Switching the default search engine on computers is straightforward from a technical standpoint. It means changing a few settings in web browsers and IT systems. But the real impact depends on what people actually do. Many people bypass the default and go straight to Google.com, so the change may not affect everyone equally.

Europe Has Done This Before

The European Union has a decade-long track record of pushing back against American tech companies. In 2014, the European Parliament called on Google to separate its search engine from its other business operations—a move that was symbolic but signaled real concern about one company having too much power in digital services.

Around the same time, Parliament supported measures to grow European technology companies instead of relying so heavily on American ones.

This pattern goes back further. In the 1990s and 2000s, European governments pushed for open technical standards in telephones and internet networks to prevent any single company from locking everyone into its system. The same thinking is now being applied to internet search and other digital services. If one company controls too much, it can be difficult or impossible to switch away from it.

Since then, Europe has passed major laws to regulate tech companies, most notably the AI Act, which sets rules for artificial intelligence systems. The Qwant switch shows that the Parliament is not just writing rules for other companies—it is also changing its own operations to match the values those rules are meant to protect.

The Practical Challenge

Here is the honest part: Qwant does not search as well as Google in many situations.

Google has spent decades building the best search index in the world and training its systems to understand what people are really asking for. It excels at finding exactly what you want, especially for recent news, rare information, or highly specialized topics. Qwant is improving, but it is not there yet.

Google has also been adding artificial intelligence to search in new ways—using language models to understand questions better and give more helpful answers, not just links. European search engines are working on similar features, but they start with less data and smaller budgets, so they are behind.

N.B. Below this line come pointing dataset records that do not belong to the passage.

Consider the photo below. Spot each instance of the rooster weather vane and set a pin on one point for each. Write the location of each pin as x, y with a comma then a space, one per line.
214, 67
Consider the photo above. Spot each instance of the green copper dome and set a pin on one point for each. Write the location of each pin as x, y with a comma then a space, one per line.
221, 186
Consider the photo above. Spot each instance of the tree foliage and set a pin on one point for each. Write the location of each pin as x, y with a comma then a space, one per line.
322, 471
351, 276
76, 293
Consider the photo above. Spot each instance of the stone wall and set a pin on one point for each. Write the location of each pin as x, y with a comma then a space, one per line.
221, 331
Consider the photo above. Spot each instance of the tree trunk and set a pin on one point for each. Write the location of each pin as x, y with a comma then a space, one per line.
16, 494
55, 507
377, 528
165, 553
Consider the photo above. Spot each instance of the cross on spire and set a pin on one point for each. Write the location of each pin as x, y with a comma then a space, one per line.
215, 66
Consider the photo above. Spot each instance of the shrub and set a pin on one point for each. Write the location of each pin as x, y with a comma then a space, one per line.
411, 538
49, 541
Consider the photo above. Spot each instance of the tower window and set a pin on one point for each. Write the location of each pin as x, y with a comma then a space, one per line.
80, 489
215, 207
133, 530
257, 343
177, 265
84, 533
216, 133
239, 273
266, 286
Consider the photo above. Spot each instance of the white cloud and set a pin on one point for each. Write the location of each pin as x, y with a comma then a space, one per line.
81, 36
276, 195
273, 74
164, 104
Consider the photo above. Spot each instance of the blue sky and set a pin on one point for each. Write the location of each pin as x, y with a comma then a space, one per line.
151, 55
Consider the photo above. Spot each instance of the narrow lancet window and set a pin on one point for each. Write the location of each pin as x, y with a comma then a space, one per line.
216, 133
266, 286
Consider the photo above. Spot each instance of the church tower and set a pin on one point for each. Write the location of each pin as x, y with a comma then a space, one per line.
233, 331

The broader point here is that switching to a European alternative means accepting some trade-offs. Parliament staff may find it takes slightly longer to find what they need for some searches, or results may be less precise. Whether that is acceptable depends on how important privacy and European control are compared to perfect search results.

Why Europe Is Pushing This

Europe is working on a bigger project: reducing its dependence on American technology for essential services. This includes semiconductors, cloud computing, data storage, and artificial intelligence. The thinking is straightforward: if Europe relies too heavily on non-European companies for critical technology, it loses control over its own digital systems.

There are practical concerns. If a company goes offline, Europe cannot easily switch to something else. If there is a dispute between countries, one side could potentially cut off the other's access to important services. And if the digital tools that Europe uses are designed by companies in another country, those tools may reflect that country's values and priorities, not Europe's.

This is a real tension. European alternatives are often better at privacy and fairness, but they may not work as well as established global platforms. Europe has to choose between having the very best technology and having more control and privacy. It cannot always have both.

The Parliament itself is important to this story. It wrote the AI Act and is shaping how Europe regulates technology companies. So when Parliament uses a European search engine instead of Google, it puts its own money and effort where its rules are pointing. It shows that the institution believes in what it is asking others to do.

Whether this switch actually works depends on what happens next. If parliamentary staff adapt to Qwant without major problems, other European government agencies may follow. If Qwant turns out to be frustrating or too slow, it could slow down the broader European push for independent technology options.